2021’s A Psalm for the Wild-Built is the first volume of Becky Chambers’ Robot and Monk series.
Although Panga’s only city (named City) is a fine city, it has no crickets. Sibling Dex wants to hear crickets. They leave urban monastic life behind to embrace the way of the tea monk. Learning how to be a proper tea monk will be just one delightful aspect of this new life.
There is, however, the matter of the rogue robots.
For reasons still mysterious, the Factory Age came to an abrupt halt when robots became self-aware. Determined to find their own way, the robots left humans behind, migrating out into the Wild. By mutual agreement, humans left the robots and their wilderness territory alone while leaving open the option of robots rejoining human society should they ever chose to do so. It has been centuries since the robots left and thus far no robot has ever contacted humanity.
There are many villages near the City. Thanks to the ecological excesses of the Factory Age, these communities also lack crickets. The world’s ecologies have recovered since the Transition, but crickets are still effectively unknown in that part of Panga in which biological people live. Sibling Dex’s quest for crickets cannot succeed unless he embraces a bold strategy.
Dex sets out for Hart’s Brow, an isolated, long disused hermitage deep in the wilderness. In the ancient past, Hart’s Brow abounded in cloud crickets. Perhaps it still does!
There is a lot of untamed wilderness between Dex and their destination. Long before Dex reaches whatever remains of Hart’s Brow, they encounter Splendid Speckled Mosscap, a robot far more experienced in matters Wild than Dex. A robot keenly inquisitive about biological people like Dex.
This world has twenty-hour days so either hours are different or this is not Earth. It follows that the biological entities in this story may not be humans. They appear to be functionally indistinguishable from humans.
The robots, on the other hand, are very definitely robots. One might wonder where they get the parts for new robots, living as they do in the wilderness.

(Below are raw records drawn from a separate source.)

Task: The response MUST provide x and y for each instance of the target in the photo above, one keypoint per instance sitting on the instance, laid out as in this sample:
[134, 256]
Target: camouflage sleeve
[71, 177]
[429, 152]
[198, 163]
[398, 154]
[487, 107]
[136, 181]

The answer appears to be “from old robots.” While the robots have the potential to last forever if they could access and install spare parts, they choose for philosophical reasons to reject immortality. A broken robot accepts disassembly. New robots are created from the parts of the old .
This is a stupendously amiable book. There are no burnings of heretics, no continental-shelf-collapses, and no angry mobs blocking vital transportation bottlenecks. Dex, whose job it is to minister to the emotionally troubled, does not solve even one murder over the course of the novel. Nor does Mosscap at any point rend Dex limb from limb while chanting “crush, kill, destroy!” Basically, this book breaks all the basic laws of the SF genre.
Older readers may be reminded of some of Clifford D. Simak’s more amiable rustic futures, in which the world is mostly untouched wilderness and humans are essentially decent people able to commit to the greater good and disregard their own short-term advantage. Mosscap would find much to discuss with City’s Jenkins or the machines who populate Project Pope. In short, it’s a tremendously good-natured novel in which two strangers attempt to better know each other. Nothing to do with the real world, of course, but comforting to read.
1: Either the robots have a parts factory tucked away somewhere or this is a Becky Chambers novel and basic thermodynamics does not apply.
My editor points out a possibility I overlooked: a slow decline to extinction as parts wear out or break and cannot be replaced. It may take two or more older robots to make one new one. No doubt further installments will explain this process.